Evaluating ChatGPT's Adherence to Hoarseness Guidelines: A Three-Rater Study Including an Otolaryngologist, an Audiologist, and the Model Itself

J Voice. 2026 Jan 2:S0892-1997(25)00538-7. doi: 10.1016/j.jvoice.2025.12.015. Online ahead of print.

Abstract

Objective: To assess the alignment of Chat Generative Pre-trained Transformer (ChatGPT), based on Generative Pre-trained Transformer 4 (GPT-4) with the 2018 Clinical Practice Guideline on Hoarseness (Dysphonia), using a structured three-rater evaluation involving an otolaryngologist, an audiologist, and ChatGPT.

Methods: Thirteen guideline statements were converted into 15 open-ended clinical questions and independently answered by ChatGPT. Responses were assessed for consistency with the guideline using a three-point scale (consistent, partially consistent, inconsistent). Evaluations were performed by an otolaryngologist, an audiologist, and ChatGPT itself, with final adjudication by a senior otolaryngologist.

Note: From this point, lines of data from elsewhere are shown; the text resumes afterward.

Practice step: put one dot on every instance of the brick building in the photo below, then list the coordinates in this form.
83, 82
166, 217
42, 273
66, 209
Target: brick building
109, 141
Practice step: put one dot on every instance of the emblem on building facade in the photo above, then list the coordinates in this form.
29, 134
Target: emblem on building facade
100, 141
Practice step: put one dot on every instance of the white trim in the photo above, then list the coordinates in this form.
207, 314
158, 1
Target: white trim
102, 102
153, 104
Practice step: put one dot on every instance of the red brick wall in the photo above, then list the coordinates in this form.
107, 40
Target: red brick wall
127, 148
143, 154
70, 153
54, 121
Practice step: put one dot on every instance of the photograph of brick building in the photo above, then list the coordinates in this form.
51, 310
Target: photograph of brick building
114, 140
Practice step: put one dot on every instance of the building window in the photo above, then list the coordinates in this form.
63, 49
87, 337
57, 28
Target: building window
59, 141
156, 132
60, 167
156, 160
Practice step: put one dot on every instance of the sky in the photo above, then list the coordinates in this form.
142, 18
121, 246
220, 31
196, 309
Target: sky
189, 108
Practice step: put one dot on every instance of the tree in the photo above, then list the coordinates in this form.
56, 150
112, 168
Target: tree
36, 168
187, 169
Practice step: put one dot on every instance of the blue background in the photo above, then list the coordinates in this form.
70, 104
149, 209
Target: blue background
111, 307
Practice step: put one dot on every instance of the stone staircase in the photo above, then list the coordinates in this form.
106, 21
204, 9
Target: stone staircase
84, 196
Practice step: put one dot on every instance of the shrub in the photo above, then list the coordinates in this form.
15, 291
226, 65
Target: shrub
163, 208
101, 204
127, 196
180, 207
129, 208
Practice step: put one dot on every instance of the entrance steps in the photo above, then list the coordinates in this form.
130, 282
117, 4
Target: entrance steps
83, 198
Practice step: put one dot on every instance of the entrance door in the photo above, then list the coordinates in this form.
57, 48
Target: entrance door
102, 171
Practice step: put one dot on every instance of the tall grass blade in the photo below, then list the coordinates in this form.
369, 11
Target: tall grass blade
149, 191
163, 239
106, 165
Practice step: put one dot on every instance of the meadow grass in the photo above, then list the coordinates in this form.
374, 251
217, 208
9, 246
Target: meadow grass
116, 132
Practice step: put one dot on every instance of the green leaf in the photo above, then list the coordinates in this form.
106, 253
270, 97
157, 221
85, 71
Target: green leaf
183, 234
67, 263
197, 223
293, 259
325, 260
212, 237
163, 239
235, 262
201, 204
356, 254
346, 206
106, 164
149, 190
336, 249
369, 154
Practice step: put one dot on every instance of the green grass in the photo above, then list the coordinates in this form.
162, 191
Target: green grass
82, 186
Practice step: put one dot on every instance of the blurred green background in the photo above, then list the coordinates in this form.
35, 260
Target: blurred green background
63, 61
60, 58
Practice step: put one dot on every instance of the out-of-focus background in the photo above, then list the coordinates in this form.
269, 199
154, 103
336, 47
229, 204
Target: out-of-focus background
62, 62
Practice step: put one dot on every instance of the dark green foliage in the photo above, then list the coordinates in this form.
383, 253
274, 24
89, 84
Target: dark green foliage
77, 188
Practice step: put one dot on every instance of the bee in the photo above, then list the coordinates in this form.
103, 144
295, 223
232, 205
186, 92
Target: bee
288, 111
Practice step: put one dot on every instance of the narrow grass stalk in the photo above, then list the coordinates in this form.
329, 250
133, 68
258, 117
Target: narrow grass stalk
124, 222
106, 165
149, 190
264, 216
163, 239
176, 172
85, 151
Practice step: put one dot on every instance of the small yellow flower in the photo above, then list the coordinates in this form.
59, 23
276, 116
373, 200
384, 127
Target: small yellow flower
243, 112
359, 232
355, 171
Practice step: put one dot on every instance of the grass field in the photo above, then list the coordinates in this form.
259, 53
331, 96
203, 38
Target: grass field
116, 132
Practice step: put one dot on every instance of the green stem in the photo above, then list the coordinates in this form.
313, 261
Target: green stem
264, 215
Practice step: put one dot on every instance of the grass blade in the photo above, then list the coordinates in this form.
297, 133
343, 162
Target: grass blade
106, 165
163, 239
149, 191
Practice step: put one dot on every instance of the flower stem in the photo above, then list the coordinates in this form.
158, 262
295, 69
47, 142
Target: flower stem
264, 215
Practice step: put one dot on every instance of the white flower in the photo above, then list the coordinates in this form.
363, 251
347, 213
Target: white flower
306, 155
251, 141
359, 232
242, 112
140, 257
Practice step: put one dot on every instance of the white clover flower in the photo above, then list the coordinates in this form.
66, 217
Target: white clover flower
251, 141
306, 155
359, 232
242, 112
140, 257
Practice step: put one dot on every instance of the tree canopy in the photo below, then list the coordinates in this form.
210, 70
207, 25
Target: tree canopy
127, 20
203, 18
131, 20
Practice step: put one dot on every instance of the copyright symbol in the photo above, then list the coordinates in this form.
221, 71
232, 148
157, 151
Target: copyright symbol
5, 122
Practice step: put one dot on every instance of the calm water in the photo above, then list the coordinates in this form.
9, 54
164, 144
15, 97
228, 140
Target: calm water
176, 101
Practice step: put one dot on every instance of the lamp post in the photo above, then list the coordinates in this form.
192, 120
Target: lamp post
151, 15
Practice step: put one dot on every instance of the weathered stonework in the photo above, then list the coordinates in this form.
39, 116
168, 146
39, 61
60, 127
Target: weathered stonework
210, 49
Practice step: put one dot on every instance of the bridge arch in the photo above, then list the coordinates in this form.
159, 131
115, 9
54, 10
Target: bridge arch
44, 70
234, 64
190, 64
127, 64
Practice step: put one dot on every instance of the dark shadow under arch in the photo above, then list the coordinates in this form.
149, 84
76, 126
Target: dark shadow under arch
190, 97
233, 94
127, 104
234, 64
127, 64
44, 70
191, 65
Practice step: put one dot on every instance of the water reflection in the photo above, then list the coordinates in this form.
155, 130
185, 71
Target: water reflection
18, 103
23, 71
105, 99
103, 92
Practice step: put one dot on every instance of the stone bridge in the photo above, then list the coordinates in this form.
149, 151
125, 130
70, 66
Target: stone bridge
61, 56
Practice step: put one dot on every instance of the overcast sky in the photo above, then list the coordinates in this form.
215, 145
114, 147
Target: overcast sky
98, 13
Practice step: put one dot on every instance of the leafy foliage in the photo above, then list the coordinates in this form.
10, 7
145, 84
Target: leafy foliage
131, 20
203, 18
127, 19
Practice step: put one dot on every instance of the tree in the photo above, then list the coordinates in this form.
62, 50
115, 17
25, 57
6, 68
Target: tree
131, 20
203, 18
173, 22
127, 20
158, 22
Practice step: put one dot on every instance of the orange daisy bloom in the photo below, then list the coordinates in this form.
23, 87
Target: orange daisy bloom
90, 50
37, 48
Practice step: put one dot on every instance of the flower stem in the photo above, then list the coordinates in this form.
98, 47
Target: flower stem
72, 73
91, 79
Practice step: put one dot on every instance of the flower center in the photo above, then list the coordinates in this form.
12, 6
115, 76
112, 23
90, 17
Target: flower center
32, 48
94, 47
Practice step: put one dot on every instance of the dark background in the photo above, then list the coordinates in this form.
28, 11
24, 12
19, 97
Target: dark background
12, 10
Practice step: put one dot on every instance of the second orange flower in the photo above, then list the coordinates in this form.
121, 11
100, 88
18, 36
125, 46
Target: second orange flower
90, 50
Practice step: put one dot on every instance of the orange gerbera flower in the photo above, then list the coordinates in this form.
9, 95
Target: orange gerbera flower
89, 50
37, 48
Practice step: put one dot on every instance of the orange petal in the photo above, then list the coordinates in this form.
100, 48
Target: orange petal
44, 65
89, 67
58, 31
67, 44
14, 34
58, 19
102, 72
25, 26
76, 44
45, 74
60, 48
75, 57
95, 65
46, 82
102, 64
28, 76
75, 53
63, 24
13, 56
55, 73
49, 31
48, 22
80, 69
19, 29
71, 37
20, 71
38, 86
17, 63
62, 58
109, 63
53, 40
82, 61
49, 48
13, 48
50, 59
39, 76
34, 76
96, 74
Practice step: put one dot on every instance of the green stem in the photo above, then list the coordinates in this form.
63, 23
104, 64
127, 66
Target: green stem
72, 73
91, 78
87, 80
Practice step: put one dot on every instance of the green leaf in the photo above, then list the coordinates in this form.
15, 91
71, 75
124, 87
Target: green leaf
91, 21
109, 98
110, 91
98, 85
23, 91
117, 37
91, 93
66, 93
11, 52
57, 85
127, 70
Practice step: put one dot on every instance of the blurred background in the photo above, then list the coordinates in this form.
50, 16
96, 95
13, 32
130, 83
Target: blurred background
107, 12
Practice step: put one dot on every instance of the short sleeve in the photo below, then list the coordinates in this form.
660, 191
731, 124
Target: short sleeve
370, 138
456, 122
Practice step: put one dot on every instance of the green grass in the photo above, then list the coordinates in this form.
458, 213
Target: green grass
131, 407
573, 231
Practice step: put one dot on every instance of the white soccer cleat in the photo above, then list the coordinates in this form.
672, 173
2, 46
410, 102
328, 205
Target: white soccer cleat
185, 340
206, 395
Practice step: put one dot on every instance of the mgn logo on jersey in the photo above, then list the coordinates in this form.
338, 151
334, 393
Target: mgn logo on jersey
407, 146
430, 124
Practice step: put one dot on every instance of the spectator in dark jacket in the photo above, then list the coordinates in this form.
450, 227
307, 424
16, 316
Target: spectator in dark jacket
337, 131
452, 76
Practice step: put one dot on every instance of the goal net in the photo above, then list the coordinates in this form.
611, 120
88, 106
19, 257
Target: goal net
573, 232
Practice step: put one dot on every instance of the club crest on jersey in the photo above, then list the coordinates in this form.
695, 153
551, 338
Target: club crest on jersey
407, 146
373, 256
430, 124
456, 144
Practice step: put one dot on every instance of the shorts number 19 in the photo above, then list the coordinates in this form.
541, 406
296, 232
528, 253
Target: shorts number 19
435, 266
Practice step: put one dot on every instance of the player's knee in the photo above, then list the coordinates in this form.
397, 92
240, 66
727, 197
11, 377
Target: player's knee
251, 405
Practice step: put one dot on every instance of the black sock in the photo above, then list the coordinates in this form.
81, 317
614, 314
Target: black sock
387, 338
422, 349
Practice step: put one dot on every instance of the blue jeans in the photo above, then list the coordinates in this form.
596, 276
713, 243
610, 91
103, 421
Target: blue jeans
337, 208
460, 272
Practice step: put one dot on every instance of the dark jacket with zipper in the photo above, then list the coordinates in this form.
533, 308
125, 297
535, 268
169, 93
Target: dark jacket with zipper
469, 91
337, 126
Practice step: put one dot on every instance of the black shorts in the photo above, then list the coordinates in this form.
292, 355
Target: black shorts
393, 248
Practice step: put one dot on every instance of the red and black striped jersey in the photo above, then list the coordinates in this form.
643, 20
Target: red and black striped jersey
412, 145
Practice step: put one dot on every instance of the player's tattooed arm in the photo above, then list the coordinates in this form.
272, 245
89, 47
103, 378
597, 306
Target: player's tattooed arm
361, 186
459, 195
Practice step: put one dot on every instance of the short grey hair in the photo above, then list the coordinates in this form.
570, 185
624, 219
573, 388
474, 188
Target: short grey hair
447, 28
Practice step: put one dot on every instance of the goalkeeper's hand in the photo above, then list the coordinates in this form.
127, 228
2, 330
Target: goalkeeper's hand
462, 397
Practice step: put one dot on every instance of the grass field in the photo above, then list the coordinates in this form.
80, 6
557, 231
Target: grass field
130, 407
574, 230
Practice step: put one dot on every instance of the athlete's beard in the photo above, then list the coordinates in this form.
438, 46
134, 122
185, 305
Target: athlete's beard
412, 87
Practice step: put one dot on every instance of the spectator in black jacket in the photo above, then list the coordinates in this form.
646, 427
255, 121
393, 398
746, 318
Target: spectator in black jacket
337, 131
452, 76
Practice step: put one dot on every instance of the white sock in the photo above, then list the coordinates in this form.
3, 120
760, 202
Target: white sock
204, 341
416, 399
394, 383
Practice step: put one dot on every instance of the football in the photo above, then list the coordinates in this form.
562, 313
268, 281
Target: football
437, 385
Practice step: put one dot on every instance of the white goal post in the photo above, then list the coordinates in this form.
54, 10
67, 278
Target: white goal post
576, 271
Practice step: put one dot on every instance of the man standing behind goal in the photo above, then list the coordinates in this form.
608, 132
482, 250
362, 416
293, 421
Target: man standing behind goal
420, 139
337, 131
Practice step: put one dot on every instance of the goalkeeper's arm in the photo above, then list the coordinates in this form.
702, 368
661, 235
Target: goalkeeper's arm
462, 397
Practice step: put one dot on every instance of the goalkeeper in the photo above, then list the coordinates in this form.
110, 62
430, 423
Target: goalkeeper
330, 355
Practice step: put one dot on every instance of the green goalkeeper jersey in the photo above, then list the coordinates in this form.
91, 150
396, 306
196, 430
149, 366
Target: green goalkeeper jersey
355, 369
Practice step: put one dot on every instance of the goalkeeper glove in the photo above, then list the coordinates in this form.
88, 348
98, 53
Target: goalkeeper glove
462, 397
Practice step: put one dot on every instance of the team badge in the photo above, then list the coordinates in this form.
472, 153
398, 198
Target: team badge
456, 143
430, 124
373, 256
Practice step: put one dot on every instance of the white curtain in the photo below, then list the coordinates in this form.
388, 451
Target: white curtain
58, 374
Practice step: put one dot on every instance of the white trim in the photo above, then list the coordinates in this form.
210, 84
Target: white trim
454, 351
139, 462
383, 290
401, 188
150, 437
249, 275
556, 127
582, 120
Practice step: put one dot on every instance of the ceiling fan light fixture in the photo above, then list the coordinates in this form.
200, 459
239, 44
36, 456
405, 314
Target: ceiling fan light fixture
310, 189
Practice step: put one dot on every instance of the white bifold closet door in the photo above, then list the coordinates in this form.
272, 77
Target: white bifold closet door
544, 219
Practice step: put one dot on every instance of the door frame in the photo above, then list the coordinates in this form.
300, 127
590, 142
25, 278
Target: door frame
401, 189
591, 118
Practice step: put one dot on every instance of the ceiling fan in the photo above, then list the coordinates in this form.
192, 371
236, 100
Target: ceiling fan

Results: Of 15 items, 13 responses (86.7%) were rated as fully consistent by all three raters. Two responses (13.3%) were rated as partially consistent by one evaluator each. No responses were deemed inconsistent. Overall agreement across raters was 97.8%.

Conclusion: ChatGPT's responses showed high concordance with expert recommendations in the evaluation and management of hoarseness. These findings support the potential of large language models as adjunctive tools for patient education and clinical decision-making in voice disorders, when used under expert oversight.

Keywords: Artificial intelligence; ChatGPT; Clinical guideline adherence; Dysphonia; Hoarseness; Voice disorders.